The milky latex sap of Calotropis gigantea is a known cause of toxic keratoconjunctivitis and reversible vision loss. Crown flower keratitis is a rare condition and is usually the result of accidental ocular exposure to the sap. During the process of making a Hawaiian lei flower necklace, touching the sap and then touching the ocular surface may result in crown flower keratitis. Damage (poisoning) of the cornea endothelium results in corneal stromal edema and decreased visual acuity. Although there is some permanent damage to the corneal endothelium with decreased endothelial cell count and irregular shape, the remaining corneal endothelial cells usually recover with complete resolution of the corneal edema and a return to normal visual acuity. The condition is usually self-limited and resolves faster with topical steroids. The clinical course of this condition suggests that Calotropis is paradoxically relatively nontoxic to corneal epithelium and highly toxic to corneal endothelium. The painless clinical course may be related to anesthetic properties of Calotropis latex and relatively minor epithelial injury.

===Signs and symptoms===
Applied to the skin, it causes redness and vesication. When taken orally, the juice produces an acrid, bitter taste and burning pain in throat and stomach, salivation, stomatitis, vomiting, diarrhea, dilated pupils, tetanic convulsions, collapse and death. The fatal period is 6 to 12 hours. Treatment includes stomach wash, demulcents, and symptomatic treatment.

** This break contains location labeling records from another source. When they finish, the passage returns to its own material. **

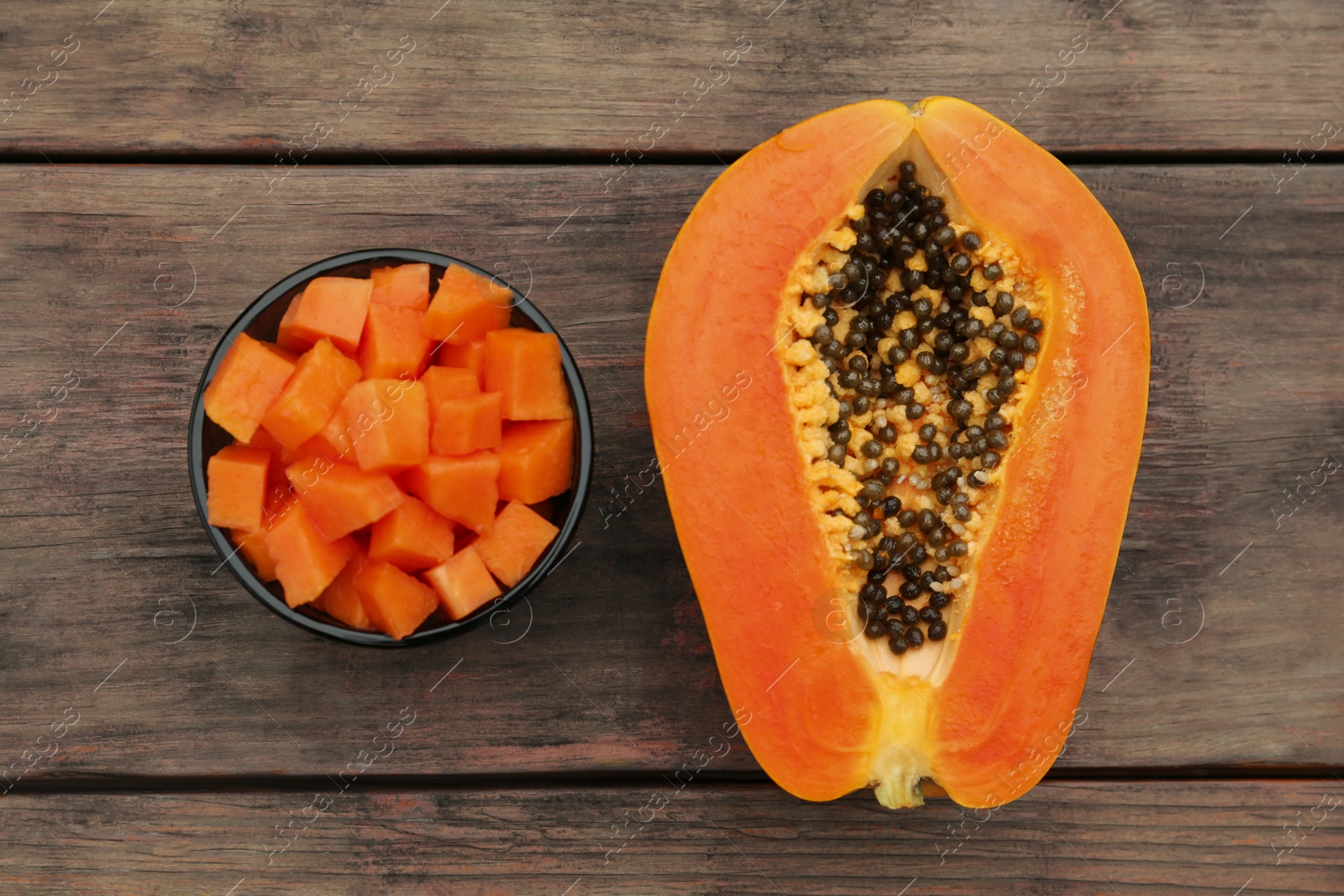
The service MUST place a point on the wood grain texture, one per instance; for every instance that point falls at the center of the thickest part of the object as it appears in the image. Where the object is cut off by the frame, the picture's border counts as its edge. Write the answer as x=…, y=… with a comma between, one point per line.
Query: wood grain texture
x=600, y=78
x=109, y=606
x=1084, y=837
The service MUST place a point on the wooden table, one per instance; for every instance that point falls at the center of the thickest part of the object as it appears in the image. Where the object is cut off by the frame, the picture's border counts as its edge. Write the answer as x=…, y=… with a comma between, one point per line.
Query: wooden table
x=176, y=159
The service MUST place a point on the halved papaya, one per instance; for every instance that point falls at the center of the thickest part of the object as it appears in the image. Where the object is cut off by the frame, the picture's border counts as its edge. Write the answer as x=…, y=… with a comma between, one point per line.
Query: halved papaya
x=900, y=500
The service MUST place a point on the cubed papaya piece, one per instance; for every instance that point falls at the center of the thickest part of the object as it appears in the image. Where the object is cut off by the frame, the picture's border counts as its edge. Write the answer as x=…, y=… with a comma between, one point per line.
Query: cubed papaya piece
x=396, y=602
x=248, y=380
x=394, y=343
x=403, y=286
x=235, y=486
x=449, y=382
x=331, y=307
x=340, y=600
x=467, y=307
x=463, y=584
x=465, y=425
x=412, y=537
x=524, y=369
x=252, y=544
x=514, y=544
x=537, y=459
x=391, y=421
x=306, y=559
x=470, y=356
x=461, y=488
x=320, y=380
x=336, y=439
x=340, y=497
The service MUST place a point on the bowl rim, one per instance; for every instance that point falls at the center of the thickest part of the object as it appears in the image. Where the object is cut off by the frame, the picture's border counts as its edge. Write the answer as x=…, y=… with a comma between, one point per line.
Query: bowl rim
x=230, y=553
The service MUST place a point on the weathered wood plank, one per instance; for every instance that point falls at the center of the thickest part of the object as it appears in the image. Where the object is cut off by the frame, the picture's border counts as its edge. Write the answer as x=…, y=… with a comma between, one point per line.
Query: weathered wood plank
x=269, y=76
x=1082, y=837
x=104, y=566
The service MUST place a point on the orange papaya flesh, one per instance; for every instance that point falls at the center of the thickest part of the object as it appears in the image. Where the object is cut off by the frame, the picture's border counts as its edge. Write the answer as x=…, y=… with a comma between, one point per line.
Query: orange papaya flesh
x=412, y=537
x=463, y=584
x=235, y=481
x=320, y=380
x=1008, y=577
x=465, y=425
x=515, y=542
x=537, y=459
x=339, y=497
x=340, y=600
x=396, y=602
x=467, y=307
x=391, y=421
x=306, y=559
x=461, y=488
x=248, y=380
x=468, y=356
x=403, y=286
x=449, y=382
x=329, y=307
x=524, y=369
x=394, y=343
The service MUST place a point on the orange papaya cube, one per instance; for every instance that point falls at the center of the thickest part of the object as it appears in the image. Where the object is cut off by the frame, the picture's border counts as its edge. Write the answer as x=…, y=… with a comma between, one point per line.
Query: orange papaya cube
x=394, y=343
x=331, y=307
x=335, y=439
x=253, y=546
x=448, y=382
x=537, y=459
x=460, y=488
x=402, y=286
x=246, y=382
x=467, y=307
x=517, y=539
x=524, y=369
x=465, y=425
x=340, y=600
x=390, y=421
x=313, y=391
x=468, y=356
x=396, y=602
x=463, y=584
x=306, y=560
x=339, y=497
x=235, y=486
x=412, y=537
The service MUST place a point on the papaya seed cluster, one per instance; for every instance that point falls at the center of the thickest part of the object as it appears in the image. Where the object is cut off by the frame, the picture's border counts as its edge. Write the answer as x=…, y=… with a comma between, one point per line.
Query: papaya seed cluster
x=927, y=333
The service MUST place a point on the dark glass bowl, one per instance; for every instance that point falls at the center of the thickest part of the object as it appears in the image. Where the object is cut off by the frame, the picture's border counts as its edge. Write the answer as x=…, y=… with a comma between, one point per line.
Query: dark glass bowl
x=261, y=322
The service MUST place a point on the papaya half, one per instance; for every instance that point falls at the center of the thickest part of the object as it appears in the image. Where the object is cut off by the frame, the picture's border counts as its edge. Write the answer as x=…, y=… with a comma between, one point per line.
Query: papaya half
x=897, y=374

==Mosquito controlling properties==
C. gigantea is reported to exhibit mosquito controlling properties against Culex gelidus and Culex tritaeniorhynchus mosquitoes which serve as vectors for Japanese encephalitis. The aqueous extract of the C. gigantea leaves demonstrated significant larvicidal, repellent and ovicidal activity.

==Literary references==

In the Paushya chapter of the Adi Parva portion of the Indian epic Mahabharata, a disciple of the rishi Ayoda-Daumya named Upamanya goes blind by eating the leaves of the plant which in Sanskrit is called arka.

However, in India, among the general public, it is the belief that akada (arka) is a poisonous plant and can make people intoxicated. Lord Shiva is offered akada along with dhatura (botanically: Datura metel) (extremely toxic) flowers on auspicious days.

श्वेतार्क का पेड shwetark ka ped the Shwetark tree is the name of the tree and flowers are called as "अकौआ" ओर "श्वेतार्क के फूल" in Hindi. In Marathi the local name is Ruhi (pronounced ruheé).

In Hindu mythology, it is considered the favourite flower of Lord Shiva and hence its flowers are commonly offered to the deity. It is a belief that the flower makes the deity happy, subsequent to which he showers his blessings upon the worshippers.